O coordenador estima que uma estrada com asfalto custe o dobro de uma não pavimentada. Daí porque o percentual de estradas não pavimentadas no país é tão alto. Entretanto, as estradas não pavimentadas tem um papel importante na movimentação da economia do país, pois abastecem áreas urbanas com produtos e serviços. “Com um reforço e uma base para aumentar a vida útil e a resistência, caminhos muitas vezes abertos de maneira inadequada para escoar produção poderiam durar mais”, afirma o orientador da pesquisa.


Ennio Palmeira, no entanto, acredita que a Lei 8.666, que trata de normas para licitações e contratos, dificulta o uso de materiais inovadores em estradas não pavimentadas. “É tanta burocracia para utilizar um material inovador”, afirma. Ele argumenta ainda que, ao prever a contratação de obras de acordo com o menor preço ofertado, a lei nem sempre garante a qualidade do serviço prestado. “Existem estradas pavimentadas que foram construídas para receber manutenção daqui oito anos e não duram nem três”, comenta Ivonne.


Atualmente, os esforços do DNIT estão concentrados na recuperação das rodovias pavimentadas. “Temos um projeto de uma estrada, por exemplo, que há 25 anos não recebia manutenção. Estamos praticamente reconstruindo estradas pavimentadas”, afirma Luciana. O DNIT aprovou, no ano passado, um projeto para recuperar 10 mil quilômetros de estradas, um investimento de cerca de R$ 600 mil por quilômetro.


LIXÃO –
 Além de serem mais baratos, os restos de construção poderiam desafogar os aterros sanitários brasileiros. No Distrito Federal, esses resíduos representam 70% da ocupação do lixão. “Daríamos outro destino ao material que fica acumulado no aterro”, defende Ennio Palmeira.

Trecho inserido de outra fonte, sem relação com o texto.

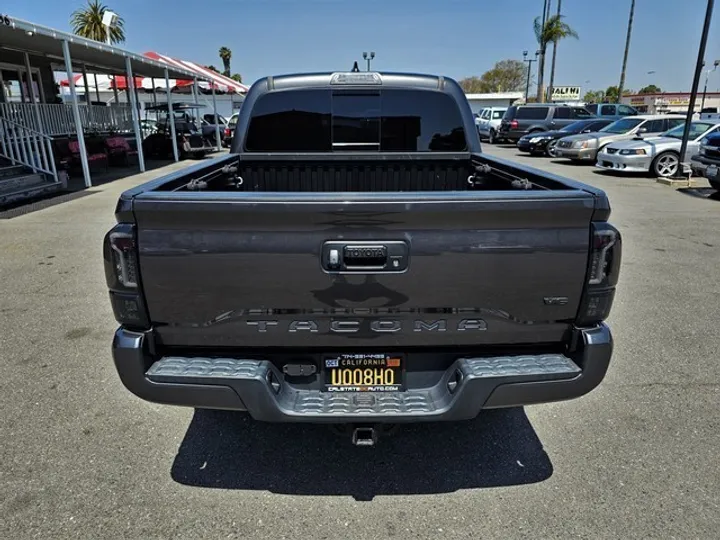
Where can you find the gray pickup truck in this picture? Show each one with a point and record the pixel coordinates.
(356, 259)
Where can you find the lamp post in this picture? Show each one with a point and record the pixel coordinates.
(109, 21)
(693, 92)
(368, 57)
(529, 61)
(707, 75)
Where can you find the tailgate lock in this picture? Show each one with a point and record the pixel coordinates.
(364, 257)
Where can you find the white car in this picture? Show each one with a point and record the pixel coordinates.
(489, 122)
(658, 155)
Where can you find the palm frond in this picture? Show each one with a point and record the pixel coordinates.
(87, 22)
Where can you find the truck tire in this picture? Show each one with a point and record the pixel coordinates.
(665, 165)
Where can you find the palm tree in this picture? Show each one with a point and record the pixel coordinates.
(225, 56)
(552, 66)
(87, 22)
(555, 29)
(627, 49)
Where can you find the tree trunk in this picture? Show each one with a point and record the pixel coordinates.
(627, 49)
(541, 75)
(552, 66)
(541, 60)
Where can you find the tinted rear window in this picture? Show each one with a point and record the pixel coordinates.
(531, 113)
(319, 120)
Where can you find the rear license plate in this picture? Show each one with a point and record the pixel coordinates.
(359, 372)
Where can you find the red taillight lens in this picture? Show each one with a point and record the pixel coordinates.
(602, 275)
(122, 275)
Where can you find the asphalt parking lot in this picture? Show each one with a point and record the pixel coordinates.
(83, 458)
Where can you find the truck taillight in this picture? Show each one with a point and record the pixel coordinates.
(122, 275)
(602, 275)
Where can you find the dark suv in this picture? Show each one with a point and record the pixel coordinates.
(519, 120)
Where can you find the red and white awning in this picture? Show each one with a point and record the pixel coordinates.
(220, 82)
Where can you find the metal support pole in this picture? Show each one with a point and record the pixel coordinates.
(97, 89)
(41, 87)
(22, 88)
(28, 78)
(171, 117)
(218, 141)
(87, 87)
(198, 124)
(136, 117)
(40, 150)
(696, 83)
(76, 114)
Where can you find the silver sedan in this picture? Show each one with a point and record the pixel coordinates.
(658, 155)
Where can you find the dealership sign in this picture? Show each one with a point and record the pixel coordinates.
(565, 93)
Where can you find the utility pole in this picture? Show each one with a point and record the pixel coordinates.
(368, 58)
(627, 49)
(543, 49)
(552, 66)
(707, 75)
(529, 61)
(693, 92)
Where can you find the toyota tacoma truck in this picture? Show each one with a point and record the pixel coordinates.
(356, 259)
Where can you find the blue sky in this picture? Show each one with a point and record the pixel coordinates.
(456, 38)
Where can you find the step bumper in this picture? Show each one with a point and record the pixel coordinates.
(465, 388)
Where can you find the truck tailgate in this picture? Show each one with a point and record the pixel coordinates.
(244, 269)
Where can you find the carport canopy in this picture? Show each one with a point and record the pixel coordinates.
(99, 57)
(30, 38)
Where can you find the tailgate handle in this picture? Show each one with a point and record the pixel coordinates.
(364, 257)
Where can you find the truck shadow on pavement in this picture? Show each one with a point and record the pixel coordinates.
(231, 451)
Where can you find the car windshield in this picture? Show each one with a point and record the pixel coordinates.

Paulo Celso Gomes, assessor técnico da Secretaria de Meio Ambiente e Recursos Hídricos do Governo do Distrito Federal e professor da Faculdade de Tecnologia da UnB, comemorou os resultados da pesquisa. “Das 6 mil toneladas de restos de construção e demolição produzidas por dia, cerca de 80% realmente pode ser aproveitada”, afirma. “O governo precisa com urgência resolver esse problema de destinação, já que fica com a iniciativa privada a responsabilidade de levar o material até o local adequado”, defende. “Em São Paulo já utilizam esses restos para construção de estradas e para instalações de esgoto”, completa.